Malaysian Prime Minister Najib Razak greeting Japanese Prime Minister Shinzo Abe after a state ceremony held to welcome the latter yesterday at Putrajaya, outside Kuala Lumpur.

MALAYSIA - Japanese Prime Minister Shinzo Abe offered to help Malaysia build a high-speed rail system as the two countries reaffirmed 56 years of mutual cooperation.

Mr Abe, kicking off his South-east Asia tour with an overnight trip to Malaysia, said at a press conference on Thursday that Japan could help with green and water technology as well.

He said: "Malaysia and Japan agree to cooperate in high technology, with Japan providing the technology in the construction of high-speed rail, water and waste treatment systems."

The high-speed rail link is part of a Singapore-Malaysia agreement inked in February to cut travel time between the city-state and Kuala Lumpur to 90 minutes. It is due to be completed in 2020.

Mr Abe's trip to Malaysia was his second visit; he was last here in 2007. Returned to power in December, he is due to visit Singapore and the Philippines next.

His trip to Malaysia coincided with Japan's entry as the 12th member of the Trans-Pacific Partnership (TPP) free trade talks. The TPP ended its 18th session here in Kota Kinabalu.

Malaysian Prime Minister Najib Razak noted that Japan is Malaysia's second-largest trading partner in East Asia after China, and its third most important trading partner globally.

Japan accounted for nearly 12 per cent of Malaysia's total trade from January to May last year, or RM61.5 billion (S$24.3 billion) of the RM538.6 billion generated.

Datuk Seri Najib invited Japanese financial firms to venture into Malaysia's fast-growing Islamic finance sector, with Malaysia providing technical know-how.

Over the years, Japanese investments in the country have moved from manufacturing to services. Almost 600 of the 1,400 or so Japan-linked firms in Malaysia are involved in the services sector, notably finance and insurance, retail and logistics services, said economics analyst Steven Wong at Malaysia's Institute of Strategic and International Studies.

"But now, both governments have prioritised energy and green technology, which could be on the cards in future," he told The Straits Times.

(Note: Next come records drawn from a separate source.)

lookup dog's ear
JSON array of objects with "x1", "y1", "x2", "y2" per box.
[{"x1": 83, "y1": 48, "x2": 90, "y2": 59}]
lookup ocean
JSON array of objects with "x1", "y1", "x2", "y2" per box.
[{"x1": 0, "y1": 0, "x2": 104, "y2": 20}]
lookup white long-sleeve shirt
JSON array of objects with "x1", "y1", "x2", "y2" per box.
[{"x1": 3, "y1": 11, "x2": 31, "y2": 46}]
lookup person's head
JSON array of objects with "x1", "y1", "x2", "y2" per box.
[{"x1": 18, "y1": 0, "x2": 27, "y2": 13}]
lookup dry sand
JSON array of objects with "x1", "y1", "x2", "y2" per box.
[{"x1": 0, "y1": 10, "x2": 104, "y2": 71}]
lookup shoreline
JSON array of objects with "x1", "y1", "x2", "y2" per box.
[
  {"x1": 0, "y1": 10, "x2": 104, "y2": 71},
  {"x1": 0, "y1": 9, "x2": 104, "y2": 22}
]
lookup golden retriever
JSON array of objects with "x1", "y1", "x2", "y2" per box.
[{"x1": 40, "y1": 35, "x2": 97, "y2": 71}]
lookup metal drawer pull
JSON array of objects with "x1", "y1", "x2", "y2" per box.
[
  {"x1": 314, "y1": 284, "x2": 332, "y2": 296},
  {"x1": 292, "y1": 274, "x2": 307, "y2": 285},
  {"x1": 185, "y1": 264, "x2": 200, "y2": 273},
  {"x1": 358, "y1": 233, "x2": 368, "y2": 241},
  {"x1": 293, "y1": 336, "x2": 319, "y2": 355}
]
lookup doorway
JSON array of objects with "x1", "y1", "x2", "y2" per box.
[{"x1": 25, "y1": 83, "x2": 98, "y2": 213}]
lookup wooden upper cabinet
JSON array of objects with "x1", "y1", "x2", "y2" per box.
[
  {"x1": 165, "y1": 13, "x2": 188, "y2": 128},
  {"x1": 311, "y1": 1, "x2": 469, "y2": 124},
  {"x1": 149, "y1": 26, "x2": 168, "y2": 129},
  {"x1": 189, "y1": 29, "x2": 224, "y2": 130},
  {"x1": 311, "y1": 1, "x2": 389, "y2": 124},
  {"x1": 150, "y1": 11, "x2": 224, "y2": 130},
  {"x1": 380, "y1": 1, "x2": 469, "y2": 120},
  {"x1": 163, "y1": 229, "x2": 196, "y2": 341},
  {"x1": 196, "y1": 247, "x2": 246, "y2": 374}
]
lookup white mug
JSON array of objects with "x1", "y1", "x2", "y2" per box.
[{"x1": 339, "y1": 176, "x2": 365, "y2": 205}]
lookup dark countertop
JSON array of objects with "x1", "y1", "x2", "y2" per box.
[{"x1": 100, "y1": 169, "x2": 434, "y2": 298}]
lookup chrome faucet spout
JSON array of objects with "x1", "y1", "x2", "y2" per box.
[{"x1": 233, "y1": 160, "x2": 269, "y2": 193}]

Meanwhile, more than 650 officials from the United States, Australia, New Zealand, Japan, Malaysia, Peru, Chile, Canada, Singapore, Vietnam, Mexico and Brunei concluded their 10-day TPP negotiations here on Thursday.

Malaysia's chief negotiator, Mr J. Jayasiri, said at a press conference on Thursday that the talks had entered their "more difficult and sensitive" stage, although lead negotiators are optimistic of a conclusion by the year-end.

The secretive nature of the talks has drawn protests in Malaysia, most notably from former premier Mahathir Mohamad, who says the trade pact would allow large multinational companies to dominate the markets of small countries.

Mr Jayasiri said the Malaysian government will soon make more information public, while the country's trade minister has said the government will withdraw from the talks if the outcome is not favourable to Malaysia.

Consumer groups and trade unionists say they still harbour doubts.

"We are not clear about Malaysia's direction. We're dependent on bits and pieces," Datuk Paul Selvaraj, who heads the Federation of Malaysian Consumer Associations, told The Straits Times.